Cosatu's president S'dumo Dlamini Picture: Boxer Ngwenya

Johannesburg - Eight unions are threatening to go to court to compel Cosatu to hold a special national congress. They have served notice of their intent on the trade union federation, which – for nine months – has failed to comply with the demand for a congress.

The unions, led by Cosatu’s biggest affiliate, the National Union of Metalworkers of SA (Numsa), believe the congress is the only way that the federation’s infighting can be resolved.

The congress would elect new leaders and decide on the future direction of Cosatu, particularly its relationship to the government and the ruling ANC.

The unions asked in August for the congress to be convened and have accused Cosatu president S’dumo Dlamini of dragging his feet over the matter.

The notice of motion, filed on Thursday last week, suggests the ANC’s intervention to bring unity to the federation will be short-lived.

The papers were served on Cosatu House barely 24 hours after the country had voted to return the ANC to power.

Some Cosatu leaders, on both sides of the federation’s divide, accused the ANC of having intervened only to maintain stability before the poll.

Numsa and its allies, firing the first salvo just days after the elections, have also suggested that few in the federation believe that the truce will be permanent.

The unions have given Dlamini and Cosatu until Wednesday next week to respond.

If they fail to do so, the unions will go to court on June 2.

They will ask the High Court in Joburg to order Dlamini to convene a congress within 60 days.

They also want the court to declare unconstitutional and invalid the Cosatu decision, taken by its central executive committee at a special meeting earlier this year, not to convene a congress.

Dlamini said at the time a congress would not be held as the majority of Cosatu’s affiliates were opposed to the idea, but he has since said he is applying his mind to the matter.

He has argued that Cosatu’s coffers do not have the funds for the meeting.

Although Cosatu’s constitution stipulates that a special congress must be held if a third of its affiliates request one, it does not give the time frame in which this needs to be done.

If the president fails to call a special national congress, the central executive committee may appoint someone to convene it .

“By proceeding to take the position that no special national congress would at the time be called… the central executive committee acted ultra vires… unlawfully and in breach of the constitution,” the unions’ court documents read.

The unions repeat in the documents that they are committed to assisting Cosatu in whatever way they can to hold the congress.

“However, we must also point out that we believe that the (special national congress) should neither be a lavish nor drawn-out affair.
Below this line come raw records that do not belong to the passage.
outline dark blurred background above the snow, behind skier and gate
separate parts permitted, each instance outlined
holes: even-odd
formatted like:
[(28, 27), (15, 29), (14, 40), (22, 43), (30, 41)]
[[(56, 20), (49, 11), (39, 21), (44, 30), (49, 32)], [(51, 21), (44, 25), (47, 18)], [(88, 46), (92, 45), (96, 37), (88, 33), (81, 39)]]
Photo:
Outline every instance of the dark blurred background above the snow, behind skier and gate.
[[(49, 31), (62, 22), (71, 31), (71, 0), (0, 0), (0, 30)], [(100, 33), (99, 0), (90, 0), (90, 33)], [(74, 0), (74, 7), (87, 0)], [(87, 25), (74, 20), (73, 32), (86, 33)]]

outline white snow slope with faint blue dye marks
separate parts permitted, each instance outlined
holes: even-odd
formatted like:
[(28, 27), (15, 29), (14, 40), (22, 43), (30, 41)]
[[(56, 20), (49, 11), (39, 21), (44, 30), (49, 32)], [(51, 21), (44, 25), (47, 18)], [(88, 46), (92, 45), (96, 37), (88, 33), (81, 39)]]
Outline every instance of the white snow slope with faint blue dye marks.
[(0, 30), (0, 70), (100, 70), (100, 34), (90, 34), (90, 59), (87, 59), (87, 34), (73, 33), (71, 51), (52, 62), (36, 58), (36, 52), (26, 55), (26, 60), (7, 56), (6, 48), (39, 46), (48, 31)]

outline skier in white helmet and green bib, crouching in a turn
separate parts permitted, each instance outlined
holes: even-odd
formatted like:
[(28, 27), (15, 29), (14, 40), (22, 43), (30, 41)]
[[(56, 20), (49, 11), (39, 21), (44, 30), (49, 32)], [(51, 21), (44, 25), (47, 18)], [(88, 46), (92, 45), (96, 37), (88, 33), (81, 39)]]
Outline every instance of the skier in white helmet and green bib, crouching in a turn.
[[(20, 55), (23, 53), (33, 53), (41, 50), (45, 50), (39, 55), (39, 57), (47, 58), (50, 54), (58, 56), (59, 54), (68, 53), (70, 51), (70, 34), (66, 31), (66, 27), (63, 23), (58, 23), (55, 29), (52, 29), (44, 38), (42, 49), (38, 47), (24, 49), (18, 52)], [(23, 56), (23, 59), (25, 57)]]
We suggest that expenses be limited to the minimum required and that the event should not endure for longer than two consecutive days,” the unions say.
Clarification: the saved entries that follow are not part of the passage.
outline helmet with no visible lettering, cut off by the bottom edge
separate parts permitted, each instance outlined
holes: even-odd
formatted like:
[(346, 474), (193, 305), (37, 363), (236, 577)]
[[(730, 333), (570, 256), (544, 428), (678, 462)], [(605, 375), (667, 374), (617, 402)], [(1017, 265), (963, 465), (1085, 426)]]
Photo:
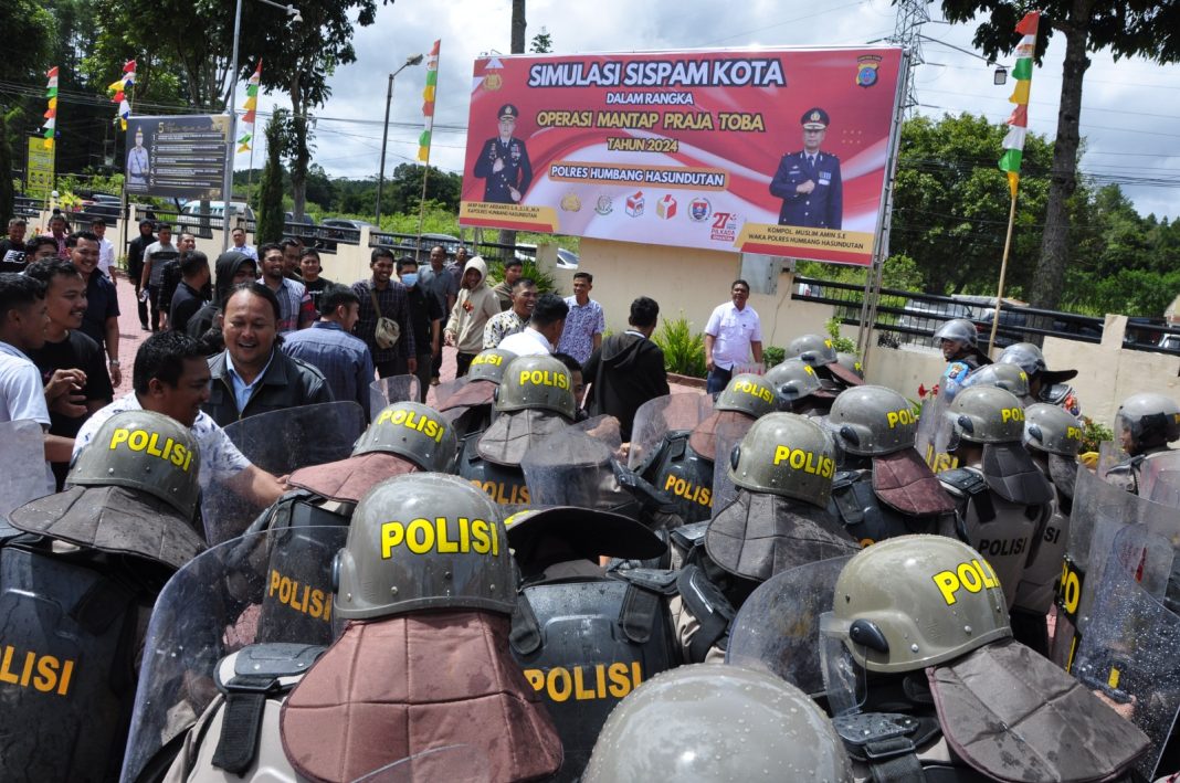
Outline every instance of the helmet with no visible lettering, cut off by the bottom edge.
[(827, 716), (802, 691), (743, 666), (693, 664), (653, 677), (603, 724), (585, 783), (853, 779)]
Dlamini is on record as saying that a congress would cost more than R12 million.

If the matter goes to court, Numsa and its allies would be confident that the judge would find in their favour.

Last month, the court ruled that Cosatu had acted unconstitutionally when it suspended general secretary Zwelinzima Vavi.

But Numsa is fighting to stay in Cosatu, with unions allied to the federation’s leadership determined to expel the troublesome union before a congress is convened.

They are threatening to expel Numsa because it refused to support the ANC in last week’s elections. If it is expelled, it would not be allowed to participate in the congress and its influence on other unions would be severely diminished.

Cosatu spokesman Patrick Craven said the federation was studying the documents and would respond to media queries later.